5 Replies Latest reply on Sep 30, 2016 1:28 PM by LeeTramp

    noindex tags in a PDF

    LeeTramp

      Greetings,

       

      I'm looking for a way to encourage search engines to not index a PDF by placing a 'noindex' or similar tag in the PDF document.

       

      I work with an educational organization who shares copyrighted PDF documents with members who are teachers and want to share the documents with their students on websites. Our document repository only members can view, so there is no problem with security there, but when teachers post these documents to their own websites (against our acceptable use policies), often search engines find them and students can then search and find these documents (including, often, documents with solutions added).

       

      If we can embed a noindex tag in the actual PDF, this should help decrease the number of indexed documents on the web (we're a small organization without the capital to hire someone to search and follow up on violators of our policy).

       

      Does anyone know if this is possible?

       

      Thanks :-)

        • 1. Re: noindex tags in a PDF
          Karl Heinz Kremer Adobe Community Professional

          There is no "no index" tag in PDF - what you need to do is prevent the search engine from indexing the file. The most straight forward method is to use a robots.txt file on your web server and then hope that the search engine's spider program does actually honor the information in that file. In your case, that will not help, because you don't know in advance who is breaking the rules and makes the files available. To prevent content extraction, you can assign a permissions or owner password that prevents content extraction. To do that, open the PDF file is Acrobat, and then bring up the document information dialog (Ctrl-D or Cmd-D or via the menu item in the File menu). Then go to the Security tab and select to add password security. Now make sure that "Enable copying of text, images and other content" is not enabled. This should prevent a well behaved PDF indexer from accessing your content, but if somebody's software is not playing by the rules imposed by the PDF format, there is nothing you can do that would also severely restrict the usefulness of the PDF documents.
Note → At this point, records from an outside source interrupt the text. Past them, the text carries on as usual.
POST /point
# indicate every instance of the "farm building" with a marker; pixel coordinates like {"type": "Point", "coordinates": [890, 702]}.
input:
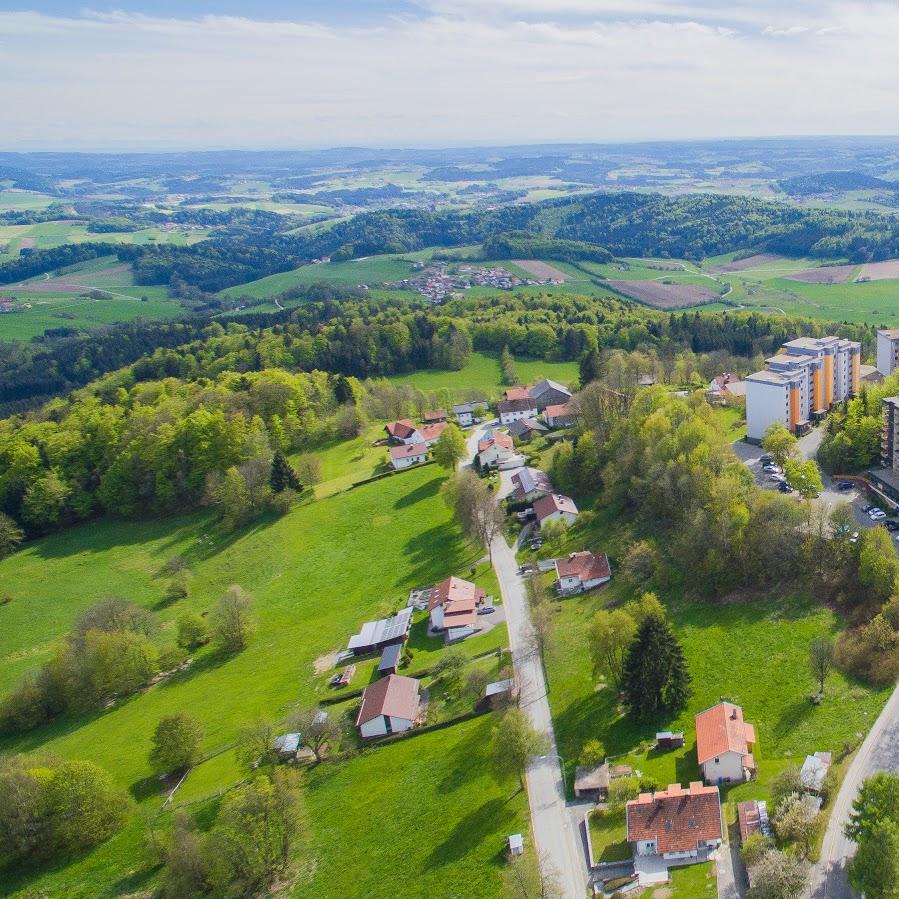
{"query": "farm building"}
{"type": "Point", "coordinates": [525, 428]}
{"type": "Point", "coordinates": [582, 571]}
{"type": "Point", "coordinates": [378, 634]}
{"type": "Point", "coordinates": [724, 744]}
{"type": "Point", "coordinates": [555, 507]}
{"type": "Point", "coordinates": [389, 706]}
{"type": "Point", "coordinates": [560, 416]}
{"type": "Point", "coordinates": [403, 431]}
{"type": "Point", "coordinates": [676, 824]}
{"type": "Point", "coordinates": [407, 455]}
          1 person found this helpful
          • 2. Re: noindex tags in a PDF
            LeeTramp Level 1

            Thanks. That sounds like a good option!

             

            Maybe someday they'll add a 'noindex' option in PDFs. It seems like something that should be easy to implement in tags or other meta content that search engines can read.
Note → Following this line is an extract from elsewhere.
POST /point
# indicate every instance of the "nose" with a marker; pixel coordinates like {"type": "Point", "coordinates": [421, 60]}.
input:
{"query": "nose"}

            • 3. Re: noindex tags in a PDF
              Test Screen Name Most Valuable Participant

              The interesting question is who is the "they" who would do that. It would need any specific changes to PDF to add more metadata, but people would prefer to see something simple in the UI (or a simple tool). But how do you persuade all of the makers of indexing tools that this is a thing they want to do? Each indexing tool would need to invest in it separately. Adobe don't control PDF any more, it is done by ISO, but they can take years to change anything at all.  Anyone could invent a tag, but would it help - would it in fact give a false sense of security?

               

              In fact it's an HTTP tag; each PDF served has HTTP data, outside it. (HTML has it inside and outside). But most web curators don't have the power to set this. Google invented noindex, they would be the people to persuade.

              • 4. Re: noindex tags in a PDF
                Bernd Alheit Adobe Community Professional & MVP

                When a search engine ignores the robots.txt file it will also ignore this tag in a PDF file.

                • 5. Re: noindex tags in a PDF
                  LeeTramp Level 1

                  Bernd,

                   

                  Yes, you are correct. That is why I started the post with "encourage search engines" not "prohibit." It seems the only way truly block a search engine would be adding a password.

                   

                  But I believe most mainstream search engines respect the noindex tag, so if such a tag could be added to PDFs (with ISO approval?), I believe they would also respect it.

                   

                  Perhaps Google should be encouraged to respect a nonidex tag in metadata in a PDF just like they do in HTML.

                   

                  Thanks for all the great comments/suggestions.